I have successfully been able to run match, but enzdes remains elusive. Currently, I'm trying to figure out, if I used output_matchres_only in matcher (my PDB files only contain the ligand and catalytic residues), how do I load both the pdb file containing the scaffold and pdb files containing the matched site into enzyme design?
Have you looked at the enzyme design demo yet? (rosetta_demos/enzyme_design)? I think step 3 answers your question?
I just did. I didn't realize the examples were here, since the manual says they are in tests/integration.

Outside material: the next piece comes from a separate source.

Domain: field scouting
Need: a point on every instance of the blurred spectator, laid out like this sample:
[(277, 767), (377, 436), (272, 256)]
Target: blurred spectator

Stil, step 3 doesn't help. The tutorial assumes that you output the scaffold into the PDB for each match:
2.2 -- Outputs generated
1) A .pdb file for each "match" three-dimensional coordinates of both the scaffold protein and the theozyme, including the ligand, and will be used as an input in step 3. The number of matches found in the scaffold depends on the complexity of the theozyme, and be anywhere between 0 and hundreds.
3.3 -- Performing design
/bin/enzyme_design. -database @rosetta_inputs/general_design.flags -s rosetta_inputs/UM_1_D41H116K189_1tml_11_mocktim_1.pdb -out:file:o scorefile.txt
As you can see, the tutorial only loads one PDB file which contains both the scaffold and the matched sites. I am wondering how to load the scaffold if my match pdb files don't contain it. i.e. if I used output_matchres_only option in match.
Does the Baker lab really output the scaffold in each match? That seems like an unnecessary waste of disk space.
Can you splice the PDB and match together (in emacs or whatever)? I'm not sure how they're formatted but that may be straightforward. I've asked a Baker lab person to ask around.
Thanks for asking around.
For now that's essentially what I'm doing, but its seems like there should be an easier way. Let me know if you find out anything more.
In general we do output the full protein matches. Limited disk space is not really an issue in the Baker Lab, using a CloudPDB output cuts down on the amount of output anyway, and if you're going to run enzyme design on them anyway, storing the matches is only a small portion of the disk space. One of the other reasons for doing so is that it allows for rapid examination of the matches you get with Pymol. Also, if you have multiple scaffolds you can put them all together in an enzyme design run without the difficulty of trying to pair up each match with the respective scaffold.
That said, back in the Rosetta++(2.0) days, outputting matchres only was the default, and the Rosetta++ enzyme design protocol could take them directly as input. Asking around, it appears that that functionality was never ported to Rosetta3, as by that time people were typically doing the full PDB output.
There are several scripts which automate putting the matched residues into a scaffold. I've attached one such perl script. Be advised it hasn't been used much recently, and it might overwrite your current files. (So to be on the safe side you might want to operate on a copy of the matcher output.)
Thanks! I'll keep this in mind for future runs.